By the end, nearly everyone seems like a massive hypocrite — except for Natasha, who was quite upfront about being motivated chiefly by pragmatism, and T’Challa, a flawless cinnamon roll who deserved a better movie. On the other hand, Clint, of Team Personal Responsibility, decides that it’s entirely Tony’s fault he got involved and has wound up in America’s underwater Guantanamo.
(Why does America even have an underwater Guantanamo? Is it in international waters? Why is it being run by the Secretary of State? Why, with all this talk of international accords, is this business entirely the affair of the CIA? Is it because this is ultimately a film about Americans having yankpain about the deaths of foreign civilians, before going off to kill more?)
(Stephanie notes: Now that Liz has decided to use it, No Award is probably adding “yankpain” to its official dictionary: that is, like manpain, but for when Americans are just really sad about the necessity of killing foreign civilians)
On a storytelling level, this was a deeply flawed movie. It was more entertaining than Age of Ultron, but its subtext was uglier, and it leaves its main characters looking like unpleasant, nasty people. Fandom likes to construct Steve Rogers as an FDR-style progressive; it turns out he is, in fact, an FDR-style isolationist who’s really into Ayn Rand. Tony, by contrast, is well-intentioned but apparently didn’t bother reading the Accords, else he might not have been so surprised about Guantanamo DSV.
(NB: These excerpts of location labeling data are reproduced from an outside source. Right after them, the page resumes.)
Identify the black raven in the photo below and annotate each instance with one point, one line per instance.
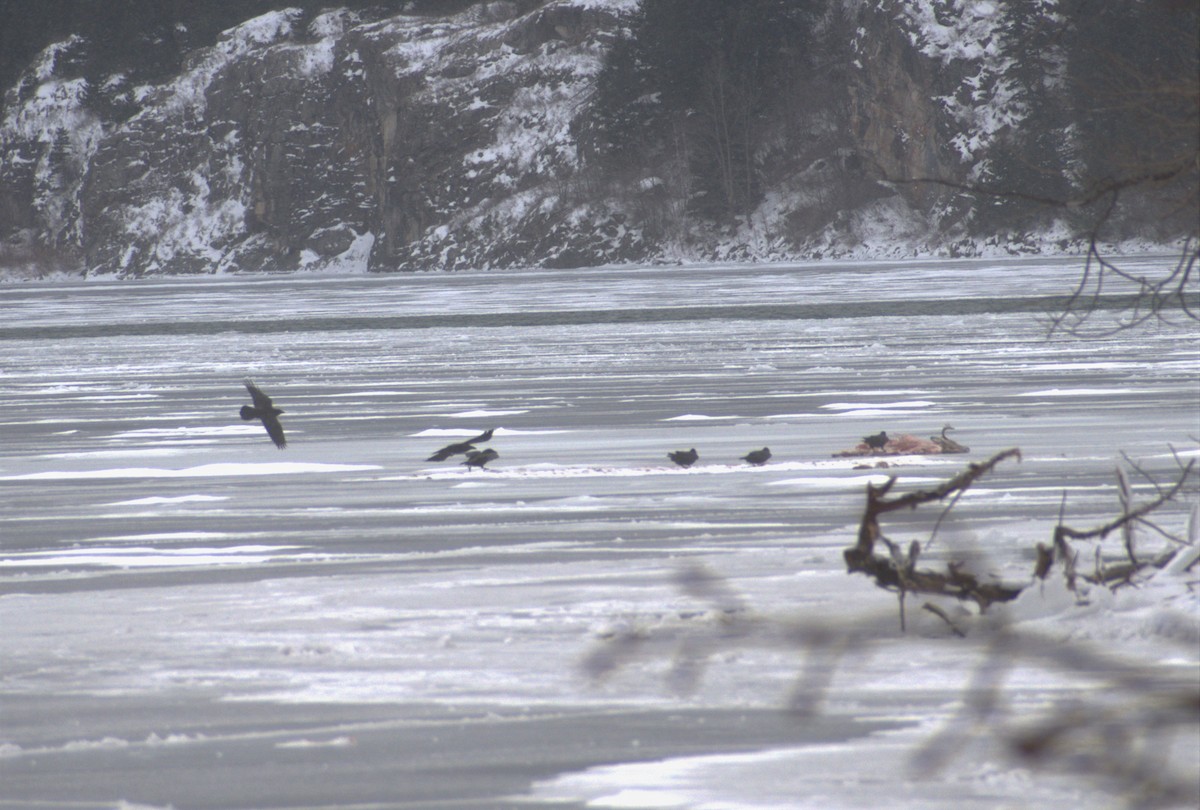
(684, 457)
(757, 457)
(268, 413)
(461, 447)
(480, 457)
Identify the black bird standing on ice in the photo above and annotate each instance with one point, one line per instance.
(684, 457)
(461, 447)
(267, 412)
(757, 457)
(480, 457)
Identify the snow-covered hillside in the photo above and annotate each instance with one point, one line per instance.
(348, 141)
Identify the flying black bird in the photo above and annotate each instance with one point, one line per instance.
(461, 447)
(757, 457)
(480, 457)
(268, 413)
(684, 457)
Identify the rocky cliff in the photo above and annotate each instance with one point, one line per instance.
(358, 141)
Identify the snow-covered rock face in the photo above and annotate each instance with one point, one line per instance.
(349, 142)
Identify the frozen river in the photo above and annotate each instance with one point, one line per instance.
(192, 618)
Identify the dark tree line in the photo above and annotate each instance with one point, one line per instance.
(148, 40)
(699, 79)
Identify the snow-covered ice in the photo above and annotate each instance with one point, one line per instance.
(195, 618)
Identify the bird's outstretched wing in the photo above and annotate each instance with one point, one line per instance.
(268, 413)
(451, 450)
(262, 402)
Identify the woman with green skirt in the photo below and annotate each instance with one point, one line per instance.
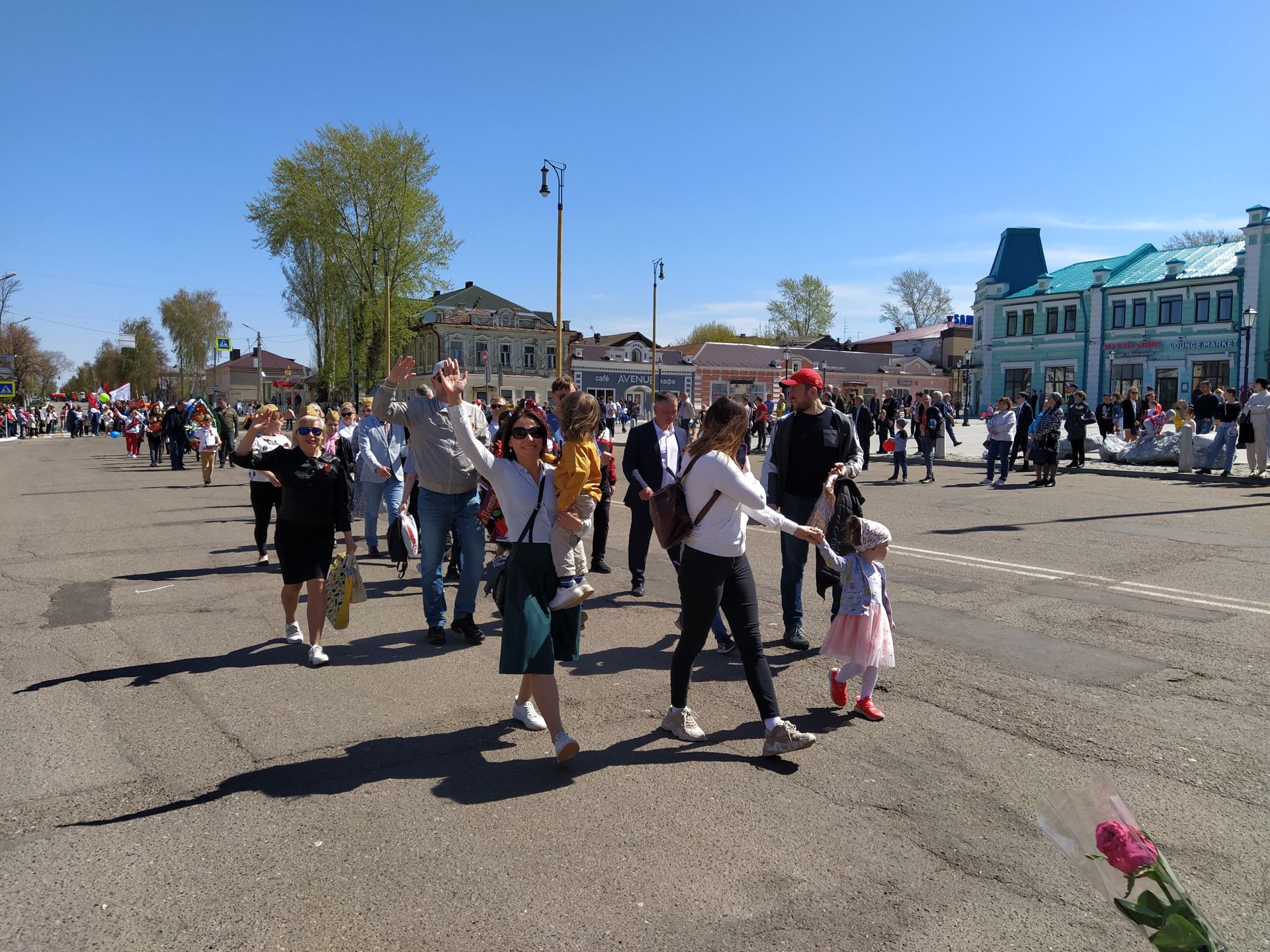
(534, 636)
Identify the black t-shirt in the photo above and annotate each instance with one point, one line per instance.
(813, 452)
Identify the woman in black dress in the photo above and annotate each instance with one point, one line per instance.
(314, 507)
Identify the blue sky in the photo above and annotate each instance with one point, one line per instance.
(741, 141)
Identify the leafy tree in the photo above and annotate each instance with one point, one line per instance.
(193, 321)
(1201, 237)
(351, 212)
(922, 300)
(803, 309)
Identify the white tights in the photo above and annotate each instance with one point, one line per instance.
(867, 683)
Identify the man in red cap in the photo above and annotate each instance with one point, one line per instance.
(818, 437)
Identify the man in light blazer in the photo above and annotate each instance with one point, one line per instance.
(652, 448)
(380, 452)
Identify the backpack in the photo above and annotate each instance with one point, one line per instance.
(668, 508)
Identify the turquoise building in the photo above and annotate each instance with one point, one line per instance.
(1148, 317)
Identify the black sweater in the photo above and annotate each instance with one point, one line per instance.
(314, 488)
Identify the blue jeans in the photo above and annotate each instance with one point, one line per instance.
(999, 450)
(389, 492)
(1227, 436)
(437, 513)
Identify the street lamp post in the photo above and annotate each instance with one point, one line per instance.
(1250, 319)
(658, 274)
(546, 190)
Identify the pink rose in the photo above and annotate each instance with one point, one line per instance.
(1124, 847)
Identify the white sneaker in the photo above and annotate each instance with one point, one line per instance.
(683, 724)
(567, 598)
(527, 714)
(567, 748)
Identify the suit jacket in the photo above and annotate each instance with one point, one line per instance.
(379, 448)
(642, 462)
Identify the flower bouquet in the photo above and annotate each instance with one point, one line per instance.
(1100, 836)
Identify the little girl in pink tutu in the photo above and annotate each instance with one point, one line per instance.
(860, 633)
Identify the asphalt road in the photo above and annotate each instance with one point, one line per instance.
(175, 778)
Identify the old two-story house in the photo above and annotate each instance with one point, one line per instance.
(505, 347)
(1147, 317)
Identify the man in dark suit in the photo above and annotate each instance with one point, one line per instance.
(864, 422)
(652, 448)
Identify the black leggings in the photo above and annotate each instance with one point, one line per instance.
(265, 498)
(706, 584)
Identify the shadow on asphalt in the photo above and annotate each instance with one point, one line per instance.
(378, 649)
(465, 776)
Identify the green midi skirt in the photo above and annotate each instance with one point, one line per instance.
(535, 637)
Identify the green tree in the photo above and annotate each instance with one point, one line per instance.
(802, 309)
(1201, 237)
(921, 300)
(351, 215)
(193, 320)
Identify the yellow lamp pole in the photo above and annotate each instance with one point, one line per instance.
(658, 274)
(546, 190)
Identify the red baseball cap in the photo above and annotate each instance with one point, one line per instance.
(806, 376)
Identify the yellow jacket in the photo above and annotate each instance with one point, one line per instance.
(577, 473)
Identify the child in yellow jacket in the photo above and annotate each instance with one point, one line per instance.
(577, 488)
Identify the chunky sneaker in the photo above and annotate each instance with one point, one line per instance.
(567, 748)
(466, 626)
(837, 692)
(785, 739)
(683, 724)
(867, 709)
(529, 715)
(567, 598)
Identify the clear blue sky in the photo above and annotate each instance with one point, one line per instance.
(742, 141)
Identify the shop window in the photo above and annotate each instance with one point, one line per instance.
(1202, 305)
(1017, 381)
(1216, 372)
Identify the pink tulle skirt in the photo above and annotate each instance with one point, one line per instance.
(861, 639)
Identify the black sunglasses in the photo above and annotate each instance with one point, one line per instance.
(523, 432)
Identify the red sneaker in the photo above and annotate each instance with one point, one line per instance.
(837, 692)
(867, 709)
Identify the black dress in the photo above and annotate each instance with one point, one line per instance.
(314, 507)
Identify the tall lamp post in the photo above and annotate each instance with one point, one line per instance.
(546, 190)
(1250, 319)
(658, 274)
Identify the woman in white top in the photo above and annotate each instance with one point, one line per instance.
(534, 636)
(715, 574)
(265, 487)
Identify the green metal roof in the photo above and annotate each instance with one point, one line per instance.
(1074, 277)
(1201, 262)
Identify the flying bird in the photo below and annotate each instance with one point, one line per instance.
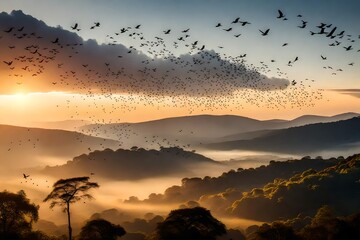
(281, 14)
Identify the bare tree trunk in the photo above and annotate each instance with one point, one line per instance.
(69, 223)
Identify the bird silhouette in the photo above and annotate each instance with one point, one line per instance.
(281, 14)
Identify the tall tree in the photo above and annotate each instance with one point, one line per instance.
(68, 191)
(16, 214)
(100, 229)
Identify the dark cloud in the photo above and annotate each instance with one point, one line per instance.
(48, 58)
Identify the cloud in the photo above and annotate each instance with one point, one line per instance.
(46, 58)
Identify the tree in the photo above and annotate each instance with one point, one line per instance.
(16, 214)
(67, 191)
(190, 224)
(100, 229)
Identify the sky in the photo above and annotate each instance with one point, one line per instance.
(285, 74)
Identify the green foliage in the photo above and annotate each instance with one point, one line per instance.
(275, 231)
(190, 224)
(304, 193)
(100, 229)
(71, 190)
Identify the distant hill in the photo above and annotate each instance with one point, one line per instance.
(299, 140)
(133, 164)
(305, 192)
(196, 130)
(194, 189)
(29, 147)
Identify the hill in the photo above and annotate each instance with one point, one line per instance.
(336, 186)
(306, 139)
(133, 164)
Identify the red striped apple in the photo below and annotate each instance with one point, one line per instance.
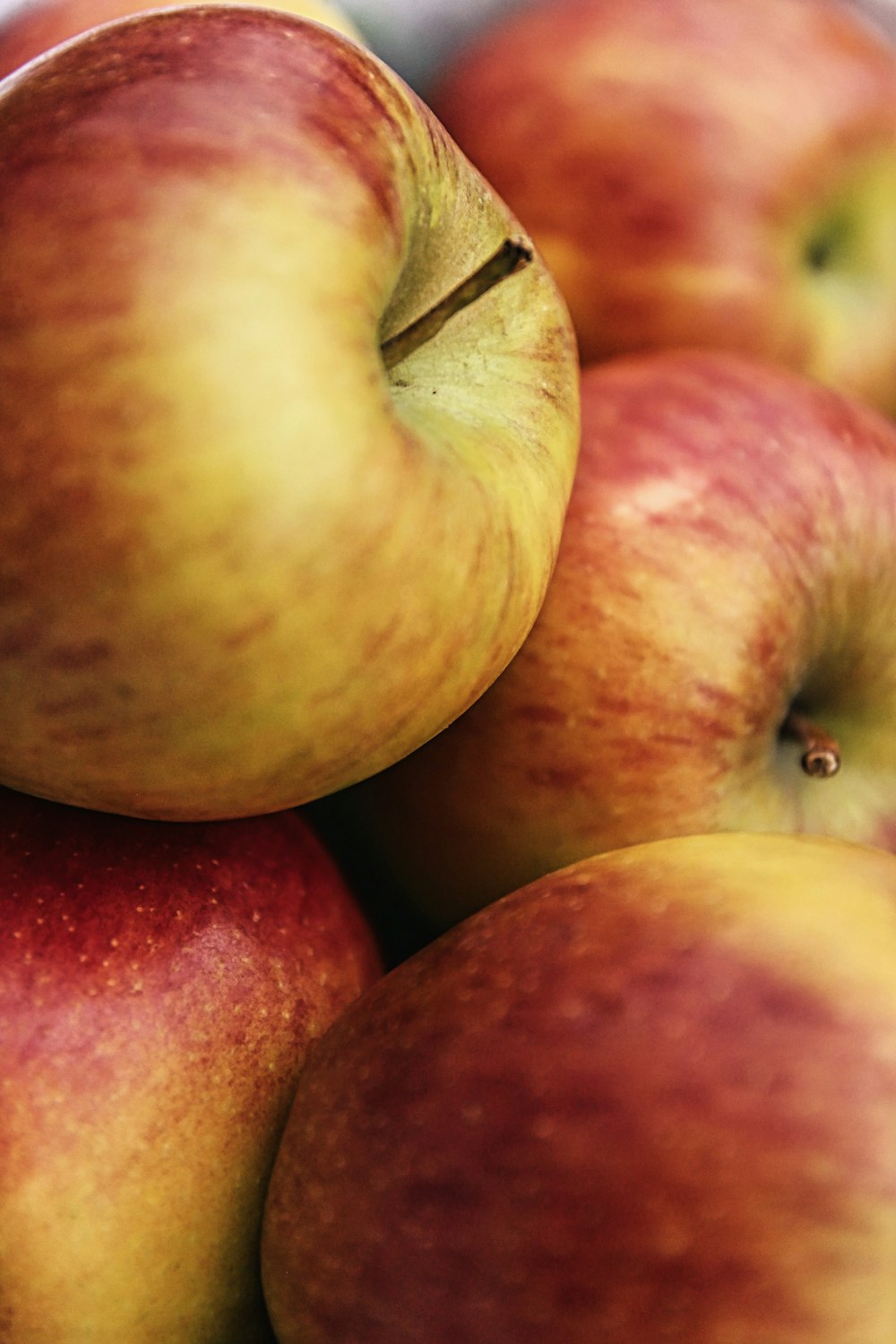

The Marvel Cinematic Universe has always had a strong streak of “whatever the heroes do is right, because they are heroes (and also American)”, but here it’s more overt, and frankly, even uglier than usual. It’s a brave choice to make Steve Rogers the villain in his own movie, and Tony Stark his semi-competent antagonist, but it’s not exactly rewarding for the viewer. I can’t imagine how much more upset I’d be if I was actually a hardcore fan.
- The whole plot relies on the idea that the world will remember Sebastian Stan’s face
- I’m not kidding, during the airport fight, the friend next to me leaned over and said, “Wait, which one’s that guy? Oh, never mind, it’s Bucky.”
- Why was Ant Man in this?
- I could also ask why Spider-man was in this, but I … kind of liked him? I think because he was portrayed as a realistic teenager, not a teenager’s wish fulfilment character.
- On the other hand, there are a whole lot of heroes Tony could have called upon here who weren’t minors. Jessica Jones. Daisy Johnson. Daredevil, I guess, in a pinch.
- I really do think there needs to be a warning before Martin Freeman turns up in anything. Apparently his character is from the Black Panther canon, but don’t worry, he’ll be shipped with Stephen Strange in no time.
- There’s something rather sweet about the ongoing Community cameos in Captain America films, but would anyone in their right mind let MIT hire Craig Pelton?
- Women did not play a big role in this story. I don’t know why I bother.